Так называемая «русская пресса» в Берлине из кожи лезла, чтобы сорвать гастроли, заставить Мейерхольда «опустить занавес». Вопила о крахе его эстетических исканий, поносила новый репертуар и интерпретацию старого, классического. Тщилась убедить зрителей, будто у Всеволода Мейерхольда нет в труппе подлинных актеров, а есть лишь дрессированные марионетки. После каждой премьеры твердила об очередном провале советского театра. А берлинцы, игнорируя всю эту возню, шли и шли на спектакли москвичей. Восхищались дарованием Сергея Мартинсона, выступившего в роли Хлестакова. Отмечали яркий, оригинальный талант Игоря Ильинского, с которым имели возможность познакомиться в одной из его наиболее удачных ролей – Аркадия Счастливцева. Подчеркивали артистические достоинства Зинаиды Райх. Нехотя признаваясь в этом, эмигрантская пресса ругала немецких почитателей советского искусства «снобами».

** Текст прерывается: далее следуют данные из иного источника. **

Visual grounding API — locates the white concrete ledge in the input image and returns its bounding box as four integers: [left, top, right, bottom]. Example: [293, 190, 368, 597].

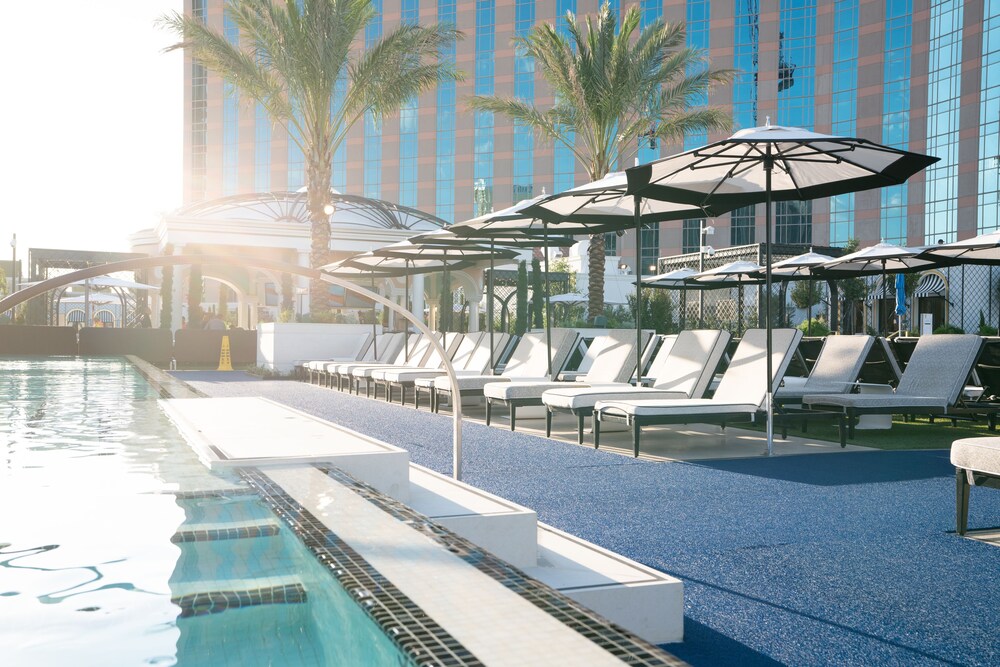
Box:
[525, 523, 684, 644]
[408, 463, 538, 569]
[160, 398, 410, 502]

К моменту приезда Мейерхольда в Берлин Михаил Чехов заканчивал работу в широко разрекламированном немецкими продюсерами «русском» фильме «Тройка», где он снимался в одной из центральных ролей. По ходу действия в кинофильме пел цыганский хор, исполнялись русские народные песни и церковные песнопения. Сам Чехов пел в картине колыбельную. По сюжету сценарий воскрешал детство киноискусства. Это был сладенький рассказ с замерзающим в рождественскую ночь мальчиком, с вероломным мужем, соблазненным великосветской львицей, с обманутой женой, уходящей в монастырь, и с неуклонным возмездием, настигающим согрешивших: они гибнут в заледеневшей реке!
И как фальшиво ни было в это время положение Михаила Чехова как художника и гражданина, чье публичное обещание вернуться через год на Родину давно уже было нарушено, он не мог без отвращения отнестись к улюлюканью, которым встретили Мейерхольда эмигранты. Со времени своей театральной юности он знал Мейерхольда. Знал творца Мейерхольда. Знал Мейерхольда в быту.

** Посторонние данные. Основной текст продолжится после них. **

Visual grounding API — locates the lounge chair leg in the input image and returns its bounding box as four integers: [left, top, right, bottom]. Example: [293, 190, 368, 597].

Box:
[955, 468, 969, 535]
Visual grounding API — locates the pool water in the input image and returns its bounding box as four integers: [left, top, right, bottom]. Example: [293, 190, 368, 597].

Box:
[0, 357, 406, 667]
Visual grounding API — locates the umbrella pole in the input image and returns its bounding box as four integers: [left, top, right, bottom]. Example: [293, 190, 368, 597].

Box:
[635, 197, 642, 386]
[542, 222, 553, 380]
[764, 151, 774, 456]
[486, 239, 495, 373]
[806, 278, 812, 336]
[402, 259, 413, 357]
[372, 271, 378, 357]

«Тут вы мне не поверите, если лично не знали его, – утверждает Михаил Чехов в одном наброске творческой биографии Мейерхольда. – Он был способен любить человека. Не абстрактное человечество, но индивидуального, отдельного человека – и вас, и меня, и его... Был нежен, прост, прекрасно-спокоен, смешлив и смешон».
Здесь все было понятно, просто. Сложнее и в какой-то мере загадочнее представлялся Михаилу Александровичу облик Мейерхольда-творца.

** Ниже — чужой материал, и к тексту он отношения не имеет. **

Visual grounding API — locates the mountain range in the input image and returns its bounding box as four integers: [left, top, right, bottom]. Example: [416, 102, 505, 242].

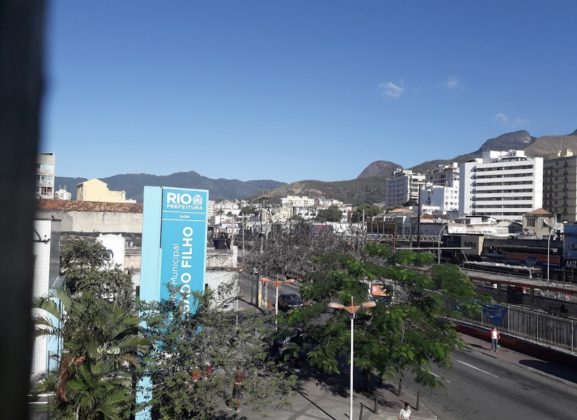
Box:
[56, 130, 577, 205]
[55, 171, 285, 202]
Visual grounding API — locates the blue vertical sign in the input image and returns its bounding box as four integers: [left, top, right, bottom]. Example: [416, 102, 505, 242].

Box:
[160, 188, 208, 312]
[136, 187, 208, 420]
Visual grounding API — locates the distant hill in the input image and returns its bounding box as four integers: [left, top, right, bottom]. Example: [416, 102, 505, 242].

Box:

Нет ничего труднее, полагает Чехов, как проникнуть в действительное содержание художественного произведения, найти для него новую театральную форму. И нет ничего легче, как, отказавшись от такого проникновения, создать иллюзию новизны. Для этого достаточно разбить, как он выражается, прежние, уже многократно использованные формы и из их осколков сложить новые произвольные фигуры. Игра с осколками ни у кого не вызывает ни страха, ни ревности. Всегда есть надежда сложить фигуру острее, чем это сделал твой предшественник. Допустим, он сделал квадратную рамку к спектаклю, а ты сделаешь рамку с углами. Тот, кто поставит после тебя, сделает две рамки, одну над другой. Или какую-нибудь особую рамку – всю золотую, в изломах. А за внешними декоративными рамками – что? Плоский натурализм.
И вдруг – Мейерхольд!
Он по-новому, считает Чехов, проник в содержание не «Ревизора» только, а дальше: в содержание того мира образов, в который проникал и сам Гоголь. И это вызвало у Мейерхольда желание показать в одном спектакле все, что он увидел в необъятном мире гоголевских образов. «Ревизор» от этого стал расти, вышел из рамок, и в него бурным потоком хлынули и «Мертвые души», и «Женитьба», и «Нос», «Коляска», ужасы «Вия», смех и слезы «Шинели». Новое содержание, новая форма спектакля родились и сложились при этом сами собой.
Чехов много размышлял, пытаясь проникнуть в природу творчества Мейерхольда. И пришел к выводу, что Всеволод Эмильевич, как многие большие и настоящие художники, родился со своей идеей. Потом всю жизнь эту идею выражал в разных формах, снова и снова освещая ее с различных сторон. И поскольку был он не мыслитель, а художник, то видел ее не иначе, как в образах. А образы Мейерхольда, по восприятию Михаила Чехова, – подчас темные, страшные, иногда даже похожие на кошмар.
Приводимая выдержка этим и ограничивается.